I love so many of the minute touches in this film. Instead of presenting hard-ass, brutal Japanese at the start, Lean first shows a unscrupulous, mildly compassionate guard accepting a bribe and flattery from Shears in exchange for putting the sailor and his friend on the sick list for a few days. In Saito's hut, the most dominant image is an American pin-up calendar confiscated from a prisoner; long before he reveals his true motivations, the calendar undermines his cold image of modern samurai composure. And I actually felt a pang in my gut when Saito openly mocked the officers in front of the prisoners, noting that it was they who surrendered the enlisted men and forced them into this situation rather than let them die with honor. It's still an old-fashioned, ludicrous view of the valor of war, but then the Brits have their own outdated code, too.

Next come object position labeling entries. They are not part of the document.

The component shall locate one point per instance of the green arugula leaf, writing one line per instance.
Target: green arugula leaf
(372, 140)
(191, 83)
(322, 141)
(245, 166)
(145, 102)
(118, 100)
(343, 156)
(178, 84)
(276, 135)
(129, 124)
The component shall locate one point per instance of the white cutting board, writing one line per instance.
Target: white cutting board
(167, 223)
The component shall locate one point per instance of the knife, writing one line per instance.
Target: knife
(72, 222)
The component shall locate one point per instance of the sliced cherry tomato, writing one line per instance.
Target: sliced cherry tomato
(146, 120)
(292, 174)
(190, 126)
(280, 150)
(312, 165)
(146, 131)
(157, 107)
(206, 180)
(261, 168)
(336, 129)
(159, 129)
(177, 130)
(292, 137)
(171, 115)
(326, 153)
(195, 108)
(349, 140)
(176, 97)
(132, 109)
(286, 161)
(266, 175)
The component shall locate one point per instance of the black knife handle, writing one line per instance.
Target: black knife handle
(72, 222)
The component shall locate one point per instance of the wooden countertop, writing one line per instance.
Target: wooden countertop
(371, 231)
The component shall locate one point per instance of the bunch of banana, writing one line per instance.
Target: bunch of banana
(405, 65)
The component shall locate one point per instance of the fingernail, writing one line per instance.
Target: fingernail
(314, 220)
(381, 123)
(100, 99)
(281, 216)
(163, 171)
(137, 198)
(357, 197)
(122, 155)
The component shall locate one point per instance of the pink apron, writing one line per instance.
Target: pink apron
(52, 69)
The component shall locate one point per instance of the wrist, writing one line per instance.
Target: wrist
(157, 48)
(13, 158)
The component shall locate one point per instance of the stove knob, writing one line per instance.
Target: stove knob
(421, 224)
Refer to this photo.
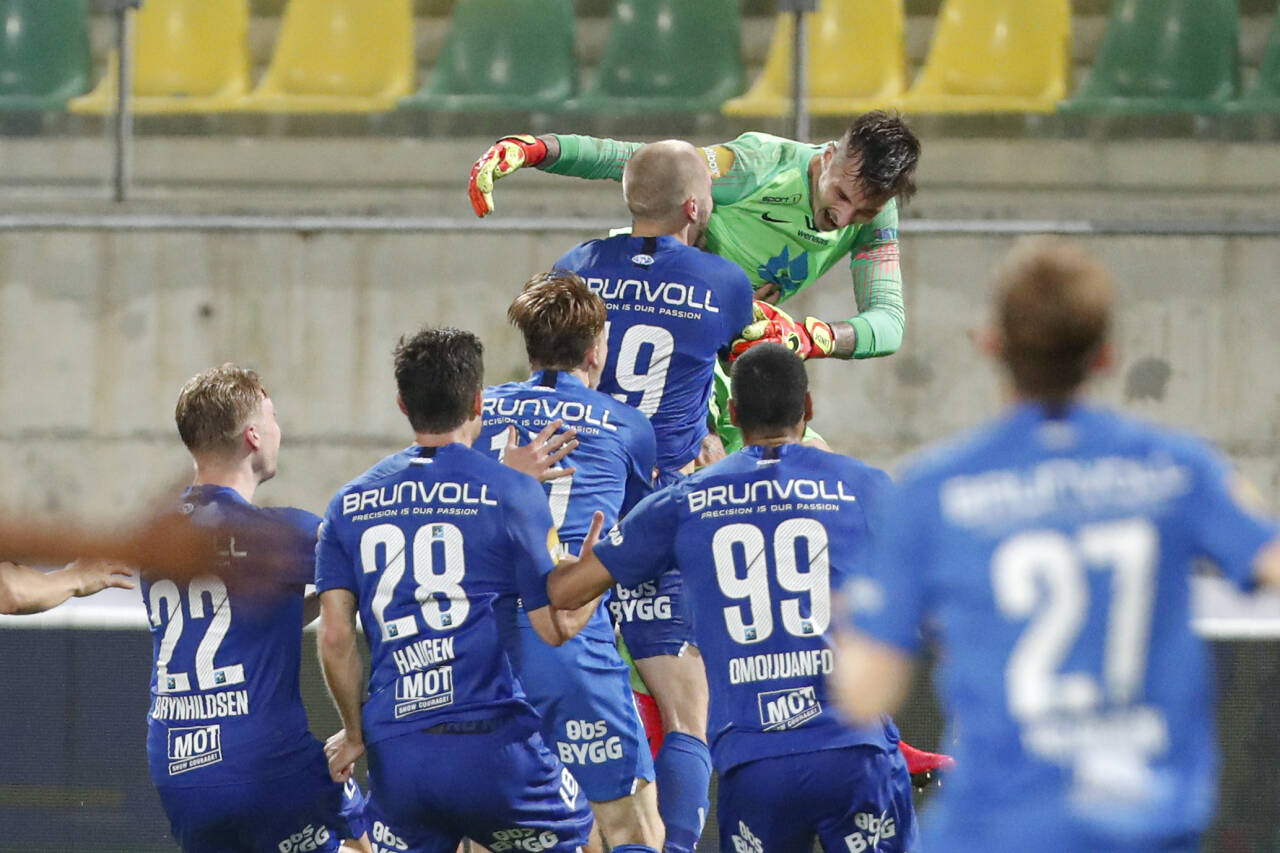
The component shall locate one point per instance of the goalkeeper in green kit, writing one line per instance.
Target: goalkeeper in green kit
(786, 213)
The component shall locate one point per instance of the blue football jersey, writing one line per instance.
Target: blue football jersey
(613, 463)
(438, 544)
(760, 539)
(671, 309)
(1052, 553)
(224, 683)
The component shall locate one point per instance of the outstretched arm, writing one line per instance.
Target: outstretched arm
(877, 328)
(24, 591)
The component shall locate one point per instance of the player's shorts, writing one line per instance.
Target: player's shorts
(583, 692)
(854, 799)
(501, 788)
(382, 835)
(654, 616)
(297, 812)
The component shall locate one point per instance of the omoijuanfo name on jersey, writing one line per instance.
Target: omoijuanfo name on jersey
(780, 665)
(760, 492)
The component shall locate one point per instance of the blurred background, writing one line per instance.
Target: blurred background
(286, 188)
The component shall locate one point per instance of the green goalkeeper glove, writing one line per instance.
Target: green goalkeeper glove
(503, 156)
(809, 340)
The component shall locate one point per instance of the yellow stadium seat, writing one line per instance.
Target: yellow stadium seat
(339, 56)
(996, 56)
(856, 62)
(188, 56)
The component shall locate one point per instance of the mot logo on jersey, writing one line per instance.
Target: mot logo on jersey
(791, 708)
(195, 747)
(423, 690)
(745, 840)
(872, 829)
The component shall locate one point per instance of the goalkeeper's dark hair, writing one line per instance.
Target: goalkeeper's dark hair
(887, 153)
(1054, 313)
(438, 373)
(768, 384)
(560, 316)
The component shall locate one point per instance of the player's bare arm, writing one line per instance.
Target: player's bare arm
(26, 591)
(542, 456)
(869, 678)
(343, 671)
(579, 580)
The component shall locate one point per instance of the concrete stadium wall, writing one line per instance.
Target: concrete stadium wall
(99, 329)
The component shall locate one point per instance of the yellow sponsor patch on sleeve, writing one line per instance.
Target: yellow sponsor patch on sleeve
(720, 159)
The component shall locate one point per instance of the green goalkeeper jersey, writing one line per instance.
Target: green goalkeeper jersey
(763, 222)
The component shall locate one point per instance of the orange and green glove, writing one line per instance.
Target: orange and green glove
(503, 156)
(809, 340)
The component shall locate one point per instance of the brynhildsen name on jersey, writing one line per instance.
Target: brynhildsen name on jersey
(412, 492)
(208, 706)
(1061, 486)
(640, 295)
(547, 409)
(763, 496)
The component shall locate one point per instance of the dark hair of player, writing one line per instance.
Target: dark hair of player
(215, 405)
(887, 150)
(438, 373)
(768, 386)
(560, 316)
(1054, 311)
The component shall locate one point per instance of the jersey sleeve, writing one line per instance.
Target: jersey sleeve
(333, 565)
(887, 601)
(1228, 529)
(529, 524)
(644, 459)
(643, 544)
(592, 158)
(748, 158)
(737, 308)
(874, 265)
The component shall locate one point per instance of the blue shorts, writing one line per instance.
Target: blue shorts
(297, 812)
(854, 799)
(382, 835)
(654, 616)
(583, 690)
(502, 789)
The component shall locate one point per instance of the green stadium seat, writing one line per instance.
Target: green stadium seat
(338, 56)
(996, 56)
(44, 53)
(503, 55)
(670, 56)
(1265, 94)
(1164, 56)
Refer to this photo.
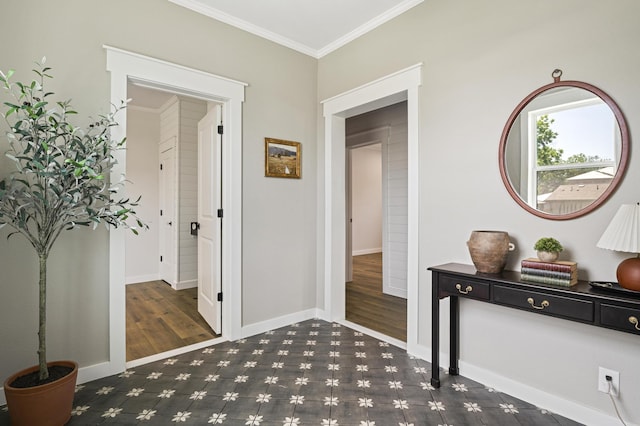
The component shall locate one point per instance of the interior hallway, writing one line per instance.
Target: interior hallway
(160, 318)
(368, 306)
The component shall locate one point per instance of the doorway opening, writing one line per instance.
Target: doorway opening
(162, 265)
(125, 67)
(376, 252)
(394, 88)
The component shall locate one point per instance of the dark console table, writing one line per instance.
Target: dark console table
(581, 303)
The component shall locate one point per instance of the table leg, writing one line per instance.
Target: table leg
(454, 341)
(435, 332)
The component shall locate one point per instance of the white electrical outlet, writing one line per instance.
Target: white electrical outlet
(604, 385)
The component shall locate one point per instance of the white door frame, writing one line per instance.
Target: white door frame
(399, 86)
(157, 74)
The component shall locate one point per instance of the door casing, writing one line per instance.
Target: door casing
(388, 90)
(123, 67)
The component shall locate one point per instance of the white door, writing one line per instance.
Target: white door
(349, 216)
(209, 234)
(168, 227)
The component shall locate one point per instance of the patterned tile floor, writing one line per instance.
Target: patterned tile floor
(312, 373)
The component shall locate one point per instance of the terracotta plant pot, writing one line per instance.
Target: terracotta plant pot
(489, 250)
(45, 405)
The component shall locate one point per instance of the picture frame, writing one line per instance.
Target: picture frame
(282, 158)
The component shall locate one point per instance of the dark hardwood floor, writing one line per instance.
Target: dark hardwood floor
(160, 318)
(368, 306)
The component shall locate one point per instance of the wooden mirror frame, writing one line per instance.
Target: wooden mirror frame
(624, 148)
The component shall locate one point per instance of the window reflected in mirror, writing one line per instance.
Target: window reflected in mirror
(562, 150)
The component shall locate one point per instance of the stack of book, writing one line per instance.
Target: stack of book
(562, 273)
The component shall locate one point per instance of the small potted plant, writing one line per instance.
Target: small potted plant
(548, 249)
(60, 182)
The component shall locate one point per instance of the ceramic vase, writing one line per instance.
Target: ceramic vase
(489, 250)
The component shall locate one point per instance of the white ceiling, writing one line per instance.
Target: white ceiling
(313, 27)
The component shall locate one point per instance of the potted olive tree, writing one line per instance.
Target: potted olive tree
(60, 182)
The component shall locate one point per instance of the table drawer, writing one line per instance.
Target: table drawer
(559, 306)
(620, 318)
(461, 287)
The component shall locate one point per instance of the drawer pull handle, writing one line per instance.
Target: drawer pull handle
(467, 290)
(544, 304)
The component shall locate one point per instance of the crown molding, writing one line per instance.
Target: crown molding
(221, 16)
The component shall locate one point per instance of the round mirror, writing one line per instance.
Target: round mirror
(564, 149)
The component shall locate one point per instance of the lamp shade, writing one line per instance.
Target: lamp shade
(623, 233)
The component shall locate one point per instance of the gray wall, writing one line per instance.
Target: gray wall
(480, 59)
(280, 102)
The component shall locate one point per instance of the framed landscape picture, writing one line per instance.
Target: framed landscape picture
(281, 158)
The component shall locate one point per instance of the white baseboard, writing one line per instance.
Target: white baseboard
(395, 291)
(181, 285)
(554, 403)
(366, 251)
(283, 321)
(141, 278)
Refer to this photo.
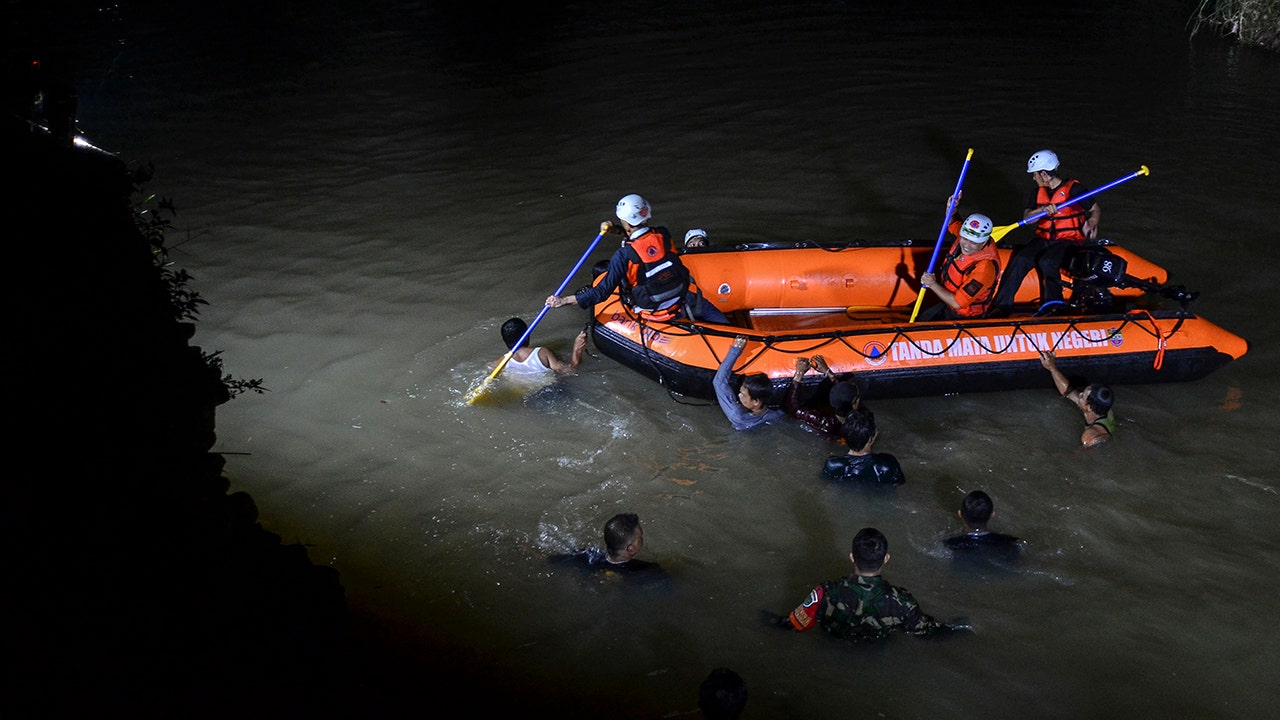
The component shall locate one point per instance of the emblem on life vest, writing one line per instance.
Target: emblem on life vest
(874, 352)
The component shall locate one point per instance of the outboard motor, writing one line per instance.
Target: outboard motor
(1095, 270)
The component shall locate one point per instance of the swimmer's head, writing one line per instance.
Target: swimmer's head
(1100, 399)
(844, 397)
(859, 428)
(512, 331)
(624, 537)
(977, 509)
(869, 550)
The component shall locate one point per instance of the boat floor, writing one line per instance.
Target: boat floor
(786, 319)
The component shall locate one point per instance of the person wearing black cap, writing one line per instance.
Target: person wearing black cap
(862, 465)
(841, 396)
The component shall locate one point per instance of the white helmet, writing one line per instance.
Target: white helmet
(1042, 160)
(634, 210)
(976, 228)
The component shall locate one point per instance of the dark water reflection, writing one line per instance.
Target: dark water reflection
(368, 195)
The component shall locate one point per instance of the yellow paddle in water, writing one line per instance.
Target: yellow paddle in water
(476, 392)
(996, 233)
(942, 233)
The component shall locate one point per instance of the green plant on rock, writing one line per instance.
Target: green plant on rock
(1252, 22)
(183, 301)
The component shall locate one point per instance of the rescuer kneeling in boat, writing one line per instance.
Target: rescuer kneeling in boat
(969, 273)
(647, 272)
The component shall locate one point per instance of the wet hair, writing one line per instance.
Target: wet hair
(976, 509)
(859, 428)
(512, 331)
(844, 396)
(722, 695)
(620, 531)
(1100, 399)
(869, 548)
(759, 387)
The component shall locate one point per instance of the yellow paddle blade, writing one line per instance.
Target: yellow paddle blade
(996, 233)
(476, 392)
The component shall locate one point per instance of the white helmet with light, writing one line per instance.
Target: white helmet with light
(634, 210)
(976, 228)
(1042, 160)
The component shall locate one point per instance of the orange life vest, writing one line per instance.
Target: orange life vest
(657, 279)
(1065, 224)
(955, 277)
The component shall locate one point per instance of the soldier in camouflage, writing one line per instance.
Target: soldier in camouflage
(864, 606)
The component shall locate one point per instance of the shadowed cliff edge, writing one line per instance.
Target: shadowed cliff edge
(137, 582)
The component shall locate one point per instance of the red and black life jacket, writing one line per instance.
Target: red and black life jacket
(952, 273)
(1066, 223)
(657, 279)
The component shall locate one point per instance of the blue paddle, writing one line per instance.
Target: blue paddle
(942, 233)
(484, 384)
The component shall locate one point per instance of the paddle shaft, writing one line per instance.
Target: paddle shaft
(942, 232)
(1004, 229)
(540, 315)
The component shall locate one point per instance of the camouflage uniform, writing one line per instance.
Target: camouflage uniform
(860, 609)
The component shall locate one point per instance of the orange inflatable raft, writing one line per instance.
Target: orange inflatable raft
(853, 304)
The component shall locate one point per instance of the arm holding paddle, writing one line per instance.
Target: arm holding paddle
(1089, 228)
(479, 391)
(617, 268)
(1093, 215)
(942, 232)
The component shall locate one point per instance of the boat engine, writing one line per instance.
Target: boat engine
(1096, 270)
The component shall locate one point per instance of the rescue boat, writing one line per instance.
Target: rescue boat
(853, 304)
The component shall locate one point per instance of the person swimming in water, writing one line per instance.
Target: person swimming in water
(1093, 400)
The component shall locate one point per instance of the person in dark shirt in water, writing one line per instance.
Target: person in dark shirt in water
(860, 464)
(624, 537)
(840, 396)
(977, 541)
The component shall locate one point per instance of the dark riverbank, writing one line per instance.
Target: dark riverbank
(138, 583)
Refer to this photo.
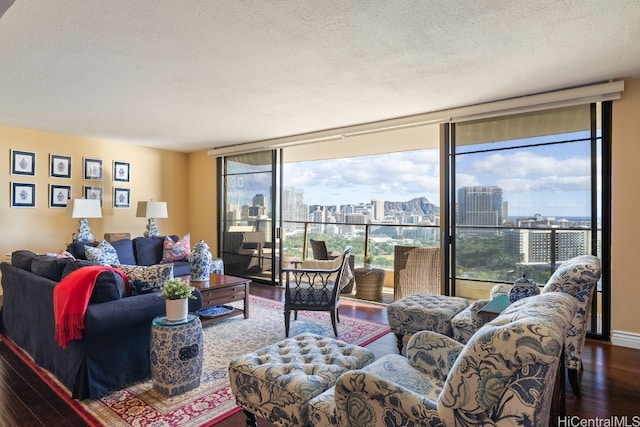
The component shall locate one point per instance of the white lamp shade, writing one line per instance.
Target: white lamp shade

Two phrases stand out among the film's dialogue. The first is Nicholson's repeated reply "I haven't the foggiest," used like a subtle comic catchphrase in his double act with Saito. But the sentiment also seems a British understatement for the futility of it all: the POW camp is tucked away from the war, and though the supply line being built is vital, the waste involved raises questions that can seemingly be answered only by Guinness' dead-pan unknowing. This ties in with the other great dialogue, Clipton's exhausted, anguished cry of "Madness! Madness!" that closes the film. We know why the Japanese wanted to build the bridge, and we know why the Allies would seek to blow it up, but looking at the aftermath of it all, the only feelings one can have are revulsion and incomprehension. It's a line that speaks to the insanity of the film production itself, which actually made that bridge, only to blow it up upon completion. In that sense, The Bridge on the River Kwai, though featuring almost no warfare, embodies the lunacy of war better than nearly any other film on the subject: like war, it is a showcase for men building so many wonderful things through grueling labor and dedication, only to destroy it in seconds. It's a powerful commentary, and one so unforced it's actually easy to miss even when it literally blows up in front of you.